N010 Flowchart-based monitoring of IBD patients on biological treatment
Y. Krogager*, L. Neergaard
Herlev Sygehus, Gastroenterology, Herlev, Denmark
Biological agents have been shown to be an effective, but expensive treatment to induce and maintain clinical remission in patients with IBD, i.e. ulcerative colitis and Crohn's disease.
Biological treatment requires special attention to ensure correct indication, choice of drug and dosage as well as possible concomitant medication with immunomodulators. Accordingly, it is important to monitor patients regularly as regards therapeutic response and development of side effects.
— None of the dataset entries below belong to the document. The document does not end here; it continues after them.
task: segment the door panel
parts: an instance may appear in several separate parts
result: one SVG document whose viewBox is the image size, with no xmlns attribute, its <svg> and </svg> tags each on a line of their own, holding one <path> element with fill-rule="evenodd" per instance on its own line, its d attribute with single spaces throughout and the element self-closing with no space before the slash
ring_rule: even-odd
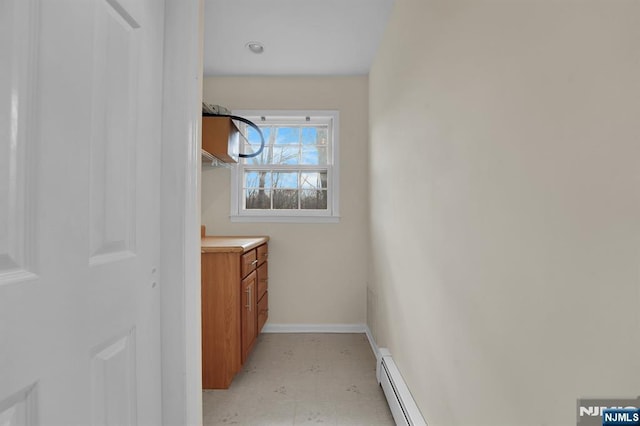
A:
<svg viewBox="0 0 640 426">
<path fill-rule="evenodd" d="M 163 10 L 0 0 L 0 424 L 161 424 Z"/>
<path fill-rule="evenodd" d="M 94 16 L 91 117 L 91 263 L 135 251 L 136 129 L 140 25 L 117 3 Z"/>
<path fill-rule="evenodd" d="M 33 278 L 32 207 L 29 184 L 34 110 L 37 9 L 34 0 L 0 0 L 0 286 Z"/>
<path fill-rule="evenodd" d="M 17 392 L 0 404 L 0 424 L 3 426 L 35 425 L 37 419 L 35 386 Z"/>
<path fill-rule="evenodd" d="M 91 359 L 94 425 L 136 424 L 135 330 L 99 348 Z"/>
</svg>

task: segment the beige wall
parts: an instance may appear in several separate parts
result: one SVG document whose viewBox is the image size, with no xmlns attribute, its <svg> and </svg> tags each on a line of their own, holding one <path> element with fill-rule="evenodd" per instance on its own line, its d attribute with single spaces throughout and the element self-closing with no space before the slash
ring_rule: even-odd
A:
<svg viewBox="0 0 640 426">
<path fill-rule="evenodd" d="M 230 109 L 340 111 L 339 224 L 231 223 L 230 171 L 202 173 L 208 234 L 269 235 L 269 322 L 363 324 L 367 274 L 367 77 L 216 77 L 204 100 Z"/>
<path fill-rule="evenodd" d="M 640 2 L 396 0 L 368 323 L 430 426 L 640 393 Z"/>
</svg>

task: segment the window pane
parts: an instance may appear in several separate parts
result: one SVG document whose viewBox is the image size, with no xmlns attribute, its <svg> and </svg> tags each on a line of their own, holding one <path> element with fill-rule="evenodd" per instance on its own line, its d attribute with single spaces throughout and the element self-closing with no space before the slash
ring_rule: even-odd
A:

There is increasing, international focus on optimizing the clinical course of IBD patients to ensure objective assessment of clinical activity and achievement of defined treatment goals, such as mucosal healing. This requires regular clinical controls with activity indices, blood tests, stool cultures, cross sectional imaging modalities (MR scanning), and endoscopy. Moreover, the biological treatment must be monitored with trough levels and antibody assessment. Concomitant treatment with thiopurin immunomodulators may also require an individualized approach based on metabolite measurements. Finally, it is also important that patients attending an IBD clinic are monitored closely in a way that allows documentation of whether the standard of care complies with international standards, such as those produced by ECCO and other leading organisations.
To provide an overview on the clinical course during biological treatment that facilitates structured and uniform management of high quality
We have developed a set of flowcharts for structured care of patients on biological treatment. A flowchart is essentially a time line scheme with predefined clinical visits, assessments and examinations based on best practice management. There is a unique flowchart for each of the biological drugs, we use, and each patient will have their own scheme monitoring their clinical course. Each flowchart covers 0-1,5 year of treatment. At present, we have 210 patients on biological treatment in which the flowchart is being gradually implemented.
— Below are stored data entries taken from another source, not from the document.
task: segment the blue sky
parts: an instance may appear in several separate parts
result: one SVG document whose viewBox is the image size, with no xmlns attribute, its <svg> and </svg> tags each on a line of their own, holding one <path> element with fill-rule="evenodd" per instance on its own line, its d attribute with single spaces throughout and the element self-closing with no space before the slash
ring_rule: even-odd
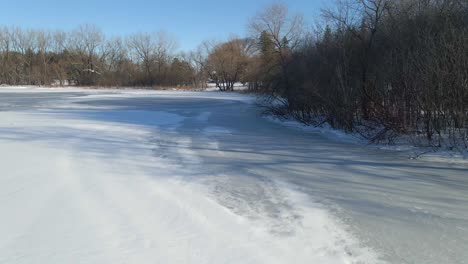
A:
<svg viewBox="0 0 468 264">
<path fill-rule="evenodd" d="M 284 0 L 291 12 L 314 17 L 326 0 Z M 195 48 L 203 40 L 242 36 L 247 21 L 271 0 L 0 0 L 0 25 L 71 30 L 95 24 L 107 36 L 164 30 L 180 50 Z"/>
</svg>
The project started with a pilot phase and after review and feedback, the charts have subsequently been revised to fit the requirements in clinical practice. We now plan to evaluate the clinical value of this tool by registration of adherence to scheduled tests and examinations, including endoscopy, as well as by questionnaires to physicians, nurse staff and patients.
We have developed and implemented flowcharts that appear to facilitate more uniform management and systematic collection of relevant activity scores, blood tests and examinations during biological treatment in patients with IBD.
This increases quality of care in IBD nursing.